Two remarkable things here: 1. It is women who are leaving–these used to be the stalwart upholders of religion and church even when men began to leave.  2. They are not only leaving church, but religion and in some cases even spirituality as well.  Now, that is amazing.  There have been all kinds of studies in recent years tracking the disengagement of people from the institutional churches but also their connection to various forms of spirituality.  This new study shows a more radical trend.  This is not just people escaping rigid, fundamentalist, sect-like groups, but thoughtful, educated women making do without any religious affiliation.  
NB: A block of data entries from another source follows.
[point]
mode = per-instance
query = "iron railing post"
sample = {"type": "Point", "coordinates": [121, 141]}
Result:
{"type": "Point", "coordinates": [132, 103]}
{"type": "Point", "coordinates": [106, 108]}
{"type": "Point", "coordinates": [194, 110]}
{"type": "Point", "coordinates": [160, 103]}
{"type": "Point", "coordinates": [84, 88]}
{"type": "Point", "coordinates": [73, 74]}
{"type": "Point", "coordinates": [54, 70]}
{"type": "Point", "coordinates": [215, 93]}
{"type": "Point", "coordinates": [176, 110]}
Let’s get to the nitty-gritty of it all: nothing that exudes an infantile religion, a superficial religion, a hypocritical religion, an authoritarian religion is going to work in the long run.  It may fool some of the people some of the time, but it will crumble eventually.  And Karl Rahner said so a long time ago–in the ‘60s I believe–when he said that the only Christianity that will survive in the future will be a mystic Christianity.  The meaning and significance of this grows daily for me.  In her article Rachel points toward a more serious and deeper Christianity that she and her fellow believers yearn for, but it is not yet the “mystic Christianity” that is really needed.   Nor are the few gatherings of contemplative Christians gaining any traction; it is not only that the numbers are actually extremely small–just one of the Protestant mega-churches has more members in it than all the contemplative groups in the country put togetherbut also so many of these groups develop their own institutional images and problems and become “marketers” of spirituality or really of themselves.  For a long time now I have been pondering this “silence of God” in our culture, if you will, when all words about God become suspect.   I think it is a silence that is meant to cleanse us of our false images and idols, our delusions and illusions, our infatuations with our own creations–a Silence that is not easy to abide with because it can be scary, but a Silence that is like a cleansing fire.  We are living within this “Silence” surrounded by a lot of chatter about God, about religion, about spirituality even….but so much of it is empty, dust and ashes.  We live in Andy Warhol’s world, where everyone wants to be famous for 15 minutes, where religion and spirituality become commodities with the soup can and Marilyn Monroe and Lady Gaga.  But if you stay with this “Silence” and not panic and not introduce “false gods” to supplement that Nothingness, you may begin to hear in your heart something that is beyond all words and all this noise, religious or secular.  And then, and only then, will we be able to speak truly about God.